Hilfe zur Selbsthilfe rettet Darwinfinken vor Blutsaugern

„Wir versuchen den Vögeln zu helfen, sich selbst zu helfen“, sagt Dale Clayton von der University of Utah, Seniorautor der Studie. Die parasitischen Fliegen gelangten vermutlich mit Schiffen und Booten vom Festland auf die Galapagosinseln, tauchten in den 1990er Jahren in großer Zahl auf und befielen beinahe sämtliche Landvögel. „Die Vögel hatten keine gemeinsame Geschichte mit diesen Fliegen und sind daher leichte Beute für sie“, erläutert Clayton. „Aus Sicht der Vögel kamen diese Dinger vom Mars.“ Fliegen der Art Philornis downsi legen ihre Eier in die Nester der Finken und deren Larven ernähren sich dann vom Blut der Küken und der Mutter. Nicht wenige Küken überleben einen Befall nicht, wodurch einige der Darwinfinkenspezies inzwischen stark bedroht sind. „In manchen Jahren“, erzählt Claytons Kollegin Sarah Knutie, „starben 100 Prozent der Darwinfinken-Nestlinge als direkte Folge der Parasiten.“
Also überlegten sich die Biologen einen neuen Ansatz, um die Vögel im Kampf gegen die Blutsauger zu unterstützen. Sarah Knutie, der Erstautorin der Studie, war vor einigen Jahren bei einem Aufenthalt auf den Galapagosinseln aufgefallen, dass die Finken unter anderem Baumwollfasern von den Wäscheleinen stibitzen – für den Nestbau, vermutete sie. Frühere Studien, welche die Forscher auch in eigenen Experimenten noch nachvollziehen konnten, hatten zudem gezeigt, dass das Besprühen mit einer Permethrin-Lösung – einem Insektizid, das etwa auch in Kopflausmitteln enthalten ist – die blutsaugenden Fliegenlarven beseitigt. Und nach dieser Behandlung überlebten tatsächlich auch mehr Küken. Sie ist aber sehr aufwendig und stört zudem beim Brüten. Also testeten die Forscher, ob die Vögel mit dem Insektizid behandelte Baumwolle als Nestbaumaterial akzeptieren und ob dies die erwünschte Wirkung auf die Larven hat.
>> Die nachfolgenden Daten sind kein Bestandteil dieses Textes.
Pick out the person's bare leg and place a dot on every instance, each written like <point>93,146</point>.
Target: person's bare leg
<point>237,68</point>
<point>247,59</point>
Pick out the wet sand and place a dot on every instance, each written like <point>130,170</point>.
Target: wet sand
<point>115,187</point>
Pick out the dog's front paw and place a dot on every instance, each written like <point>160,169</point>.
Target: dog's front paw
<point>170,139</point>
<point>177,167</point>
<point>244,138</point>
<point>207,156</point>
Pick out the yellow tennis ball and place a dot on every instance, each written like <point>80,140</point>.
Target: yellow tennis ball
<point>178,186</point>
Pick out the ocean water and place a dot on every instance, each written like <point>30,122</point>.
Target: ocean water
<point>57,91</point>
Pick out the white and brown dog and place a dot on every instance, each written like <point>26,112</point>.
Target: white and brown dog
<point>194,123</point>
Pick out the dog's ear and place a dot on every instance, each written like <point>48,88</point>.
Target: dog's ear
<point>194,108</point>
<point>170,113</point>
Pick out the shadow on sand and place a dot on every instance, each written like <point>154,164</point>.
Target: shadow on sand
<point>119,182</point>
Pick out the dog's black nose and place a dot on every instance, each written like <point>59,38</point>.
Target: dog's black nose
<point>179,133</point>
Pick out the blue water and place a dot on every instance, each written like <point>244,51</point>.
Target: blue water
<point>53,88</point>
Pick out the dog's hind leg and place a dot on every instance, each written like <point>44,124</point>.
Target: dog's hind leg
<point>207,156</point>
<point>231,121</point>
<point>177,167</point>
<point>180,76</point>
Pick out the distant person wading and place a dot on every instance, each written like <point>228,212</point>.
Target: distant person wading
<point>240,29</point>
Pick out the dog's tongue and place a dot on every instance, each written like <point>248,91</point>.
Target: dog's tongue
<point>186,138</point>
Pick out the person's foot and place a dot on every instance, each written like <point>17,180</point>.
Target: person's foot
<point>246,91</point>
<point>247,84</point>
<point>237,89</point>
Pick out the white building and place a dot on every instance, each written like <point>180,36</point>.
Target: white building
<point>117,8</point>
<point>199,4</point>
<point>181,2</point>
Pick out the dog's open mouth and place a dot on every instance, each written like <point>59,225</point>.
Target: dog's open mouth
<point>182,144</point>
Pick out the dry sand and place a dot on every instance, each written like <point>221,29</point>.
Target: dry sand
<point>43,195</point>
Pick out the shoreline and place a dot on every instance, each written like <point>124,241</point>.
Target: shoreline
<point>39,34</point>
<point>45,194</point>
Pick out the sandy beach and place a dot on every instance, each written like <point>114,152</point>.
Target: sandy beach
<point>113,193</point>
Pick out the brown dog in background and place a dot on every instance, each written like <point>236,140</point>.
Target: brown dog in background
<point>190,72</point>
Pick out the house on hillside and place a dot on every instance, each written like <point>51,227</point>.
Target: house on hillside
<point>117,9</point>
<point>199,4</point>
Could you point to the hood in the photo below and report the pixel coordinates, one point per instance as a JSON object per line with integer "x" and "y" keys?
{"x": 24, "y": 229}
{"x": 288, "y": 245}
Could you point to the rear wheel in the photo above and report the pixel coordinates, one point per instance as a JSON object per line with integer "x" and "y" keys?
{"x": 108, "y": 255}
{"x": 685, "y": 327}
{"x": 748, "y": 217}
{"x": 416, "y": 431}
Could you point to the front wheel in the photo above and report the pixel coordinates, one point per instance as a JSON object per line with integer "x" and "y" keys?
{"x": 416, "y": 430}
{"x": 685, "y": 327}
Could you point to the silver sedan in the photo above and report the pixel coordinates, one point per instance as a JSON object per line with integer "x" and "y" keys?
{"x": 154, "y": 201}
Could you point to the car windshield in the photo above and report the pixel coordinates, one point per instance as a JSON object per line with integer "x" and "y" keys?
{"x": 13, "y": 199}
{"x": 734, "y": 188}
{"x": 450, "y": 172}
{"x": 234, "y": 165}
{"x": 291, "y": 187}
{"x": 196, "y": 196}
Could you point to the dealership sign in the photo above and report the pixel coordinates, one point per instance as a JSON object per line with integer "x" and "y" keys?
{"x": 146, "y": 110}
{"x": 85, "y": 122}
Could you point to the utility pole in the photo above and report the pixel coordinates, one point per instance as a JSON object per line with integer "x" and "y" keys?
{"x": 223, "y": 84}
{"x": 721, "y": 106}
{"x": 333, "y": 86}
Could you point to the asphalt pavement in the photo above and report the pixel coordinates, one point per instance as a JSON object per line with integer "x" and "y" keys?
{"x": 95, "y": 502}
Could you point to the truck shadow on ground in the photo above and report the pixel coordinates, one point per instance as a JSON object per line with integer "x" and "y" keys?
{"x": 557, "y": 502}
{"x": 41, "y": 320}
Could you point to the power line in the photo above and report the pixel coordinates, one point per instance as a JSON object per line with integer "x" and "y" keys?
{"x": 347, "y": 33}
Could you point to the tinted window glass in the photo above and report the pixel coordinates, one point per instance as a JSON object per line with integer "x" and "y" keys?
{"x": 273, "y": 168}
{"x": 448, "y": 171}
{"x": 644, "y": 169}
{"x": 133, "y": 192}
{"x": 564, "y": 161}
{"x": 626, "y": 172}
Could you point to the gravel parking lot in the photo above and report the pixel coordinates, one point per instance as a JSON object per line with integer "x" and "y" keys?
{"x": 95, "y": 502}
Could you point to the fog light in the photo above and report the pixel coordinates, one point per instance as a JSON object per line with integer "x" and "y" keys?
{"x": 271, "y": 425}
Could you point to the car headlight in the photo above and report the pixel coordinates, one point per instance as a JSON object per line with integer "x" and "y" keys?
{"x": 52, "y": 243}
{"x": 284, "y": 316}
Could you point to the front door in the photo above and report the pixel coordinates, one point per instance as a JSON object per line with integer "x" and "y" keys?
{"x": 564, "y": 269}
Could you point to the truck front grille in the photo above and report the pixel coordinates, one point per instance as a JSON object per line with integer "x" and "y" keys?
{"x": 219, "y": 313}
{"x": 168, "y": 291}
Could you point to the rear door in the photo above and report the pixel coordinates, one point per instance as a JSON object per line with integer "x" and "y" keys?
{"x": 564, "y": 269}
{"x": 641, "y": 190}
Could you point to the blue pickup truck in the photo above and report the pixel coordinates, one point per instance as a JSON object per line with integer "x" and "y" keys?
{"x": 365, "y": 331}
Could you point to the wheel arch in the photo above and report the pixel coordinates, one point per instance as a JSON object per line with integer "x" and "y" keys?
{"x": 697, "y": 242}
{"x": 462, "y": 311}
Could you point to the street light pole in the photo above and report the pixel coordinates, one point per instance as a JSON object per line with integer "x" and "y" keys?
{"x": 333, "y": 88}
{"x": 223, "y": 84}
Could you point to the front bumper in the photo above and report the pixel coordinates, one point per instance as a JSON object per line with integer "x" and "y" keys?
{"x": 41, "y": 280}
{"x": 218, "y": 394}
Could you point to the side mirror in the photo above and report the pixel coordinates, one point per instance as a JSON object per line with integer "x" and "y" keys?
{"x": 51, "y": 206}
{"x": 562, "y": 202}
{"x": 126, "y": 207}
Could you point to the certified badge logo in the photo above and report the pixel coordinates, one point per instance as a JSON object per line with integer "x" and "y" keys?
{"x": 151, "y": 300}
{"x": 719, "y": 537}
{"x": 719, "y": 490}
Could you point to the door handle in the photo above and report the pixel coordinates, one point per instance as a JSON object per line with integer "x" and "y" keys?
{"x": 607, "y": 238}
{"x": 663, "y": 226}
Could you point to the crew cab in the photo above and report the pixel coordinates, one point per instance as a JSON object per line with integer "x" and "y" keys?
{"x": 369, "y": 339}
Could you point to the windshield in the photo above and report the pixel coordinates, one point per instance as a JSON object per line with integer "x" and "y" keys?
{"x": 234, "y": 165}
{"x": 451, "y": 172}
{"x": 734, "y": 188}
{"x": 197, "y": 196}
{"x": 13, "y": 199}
Dazu platzierten sie auf der Galapagosinsel Santa Cruz in einem von unterschiedlicher Arten von Darwinfinken besiedelten Gebiet 30 Baumwollspender im Abstand von 40 Metern – immer abwechselnd befüllt mit Baumwolle, die mit Permethrin, und Baumwolle, die als Kontrolle diente und mit Wasser behandelt war. Im Studienzeitraum zwischen Januar und April 2013 suchten sie einmal wöchentlich im Umkreis von 20 Metern um jeden Spender nach aktiven Nestern, indem sie mit einer Kamera auf einem langen Stock prüften, ob dort gebrütet wurde. Um die Finken möglichst wenig zu stören, sammelten die Biologen erst nach Beenden des Brütens die Nester ein und untersuchten sie auf das Vorkommen von Baumwolle und Parasiten. In ihrem Versuchgebiet entdeckten die Forscher 26 Nester, von denen in 22 tatsächlich die gespendete Baumwolle verbaut worden war. In 13 davon fand sich die Permethrin-Baumwolle, in 9 die nur mit Wasser behandelte Baumwolle. Da die Finken für gewöhnlich nicht weiter als 20 Meter im Umkreis um ihr Nest nach Baumaterialien suchen, fand sich stets nur eine der beiden Baumwollsorten pro Nest.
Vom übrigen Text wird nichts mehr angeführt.